This year the College Board is being forced to rethink its definition of “rigor.” Because of the coronavirus pandemic, AP exams will be given online for students to take at home, and they will be forty-five minute open note tests. The history exams will be a single document-based question (DBQ), and a shortened one at that. On the full World History AP exam, the DBQ takes sixty minutes and counts for 25% of the test; a typical question has seven documents. This year’s DBQ will have five documents (to account for the forty-five minute time frame) and will be 100% of the test. 

So Why’d We Do All That Stuff, Anyway?

The College Board has made a tremendous push to reassure teachers and students that this year’s exam will be worthy of their efforts. They’ve got an impressive list of colleges and universities to commit to granting credit for this year’s results just as they have in the past, when students took the full exam. All of which causes me to ask: if a forty-five minute DBQ is really just as good as the three hour and fifteen minute full exam, why were we doing all that other stuff in the first place? 

Two Reasons

I think there are two answers to this question. The first answer is that the forty-five minute DBQ is not as good as the full exam at finding out what students can narrate, interpret, explain, and judge in world history. There’s no way a five document DBQ can give students the opportunity to demonstrate breadth of knowledge across the times and places covered in the AP World History course (or even the ⅔ of it that will be tested this year). Some students will succeed on this short DBQ while knowing a lot of world history that they won’t be tested on, some students will succeed on this short DBQ without knowing much more world history than what the documents reveal, and doubtless some students who know quite a bit of world history will not succeed on this DBQ. I think the College Board is doing the right thing here — I support their decision to test this year and to test in this manner — but I don’t believe that this exam will provide the same evaluation of an individual student’s learning of world history as a full exam would. 

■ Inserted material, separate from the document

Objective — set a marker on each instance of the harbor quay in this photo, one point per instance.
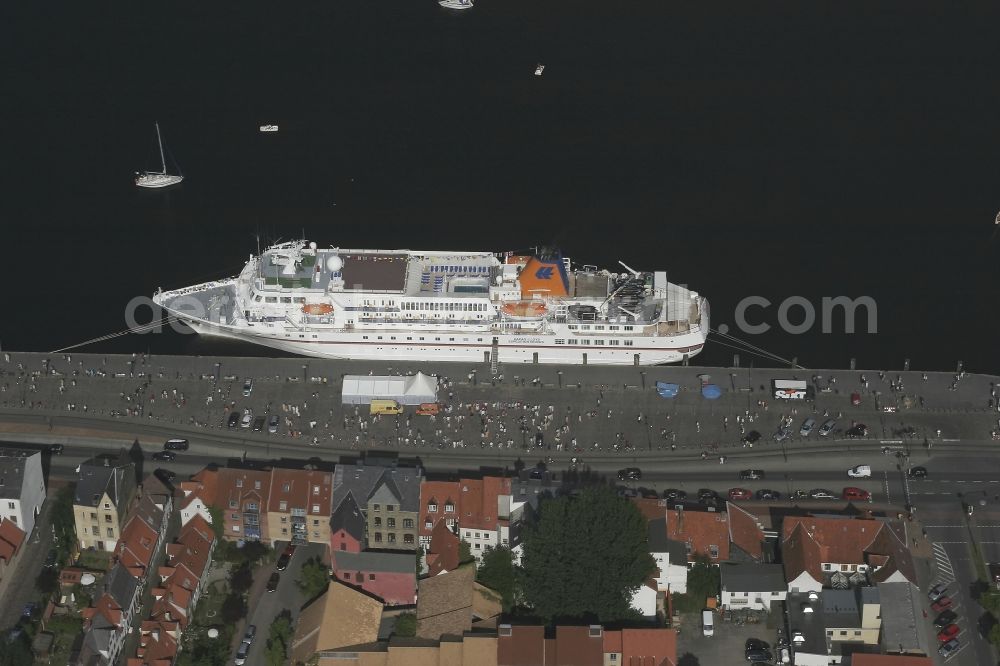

The second answer to the question is that the College Board has always had to present its Advanced Placement courses as especially rigorous, and one way to do that is by giving tests that require students to remember a lot of stuff. In our own teaching and in our work with 4QM clients Gary and I think a lot about “rigor.” Everyone agrees that history lessons should have “rigor,” and that classes should be “rigorous.” AP classes typically assign many pages of textbook reading, provide long lists of “IDs” or “key terms,” and test students on all of it. That’s one kind of rigor, and we’re sympathetic to it. You can’t think about history that you don’t know, which is why the Four Question Method starts with Question One, “What Happened?” Students have to know that before they can explore any of the other questions responsibly. Content matters, and pretending that students can practice their thinking skills without a solid grounding in historical facts is progressivist piffle. 

Balanced 4QM Rigor

But I’m not confident that the full AP world history exam is a balanced test of historical knowledge and historical thinking. I’ve complained in a previous post about the College Board’s ambiguous free response questions, and I think there’s a case to be made that the exam as a whole does not ask students to narrate, interpret, explain, and judge in an optimal ratio. I’m not opposed to a rigorous course with a rigorous external exam to validate it. I’d just like to see “rigor” defined more carefully, and tested in a more balanced way.

J.B.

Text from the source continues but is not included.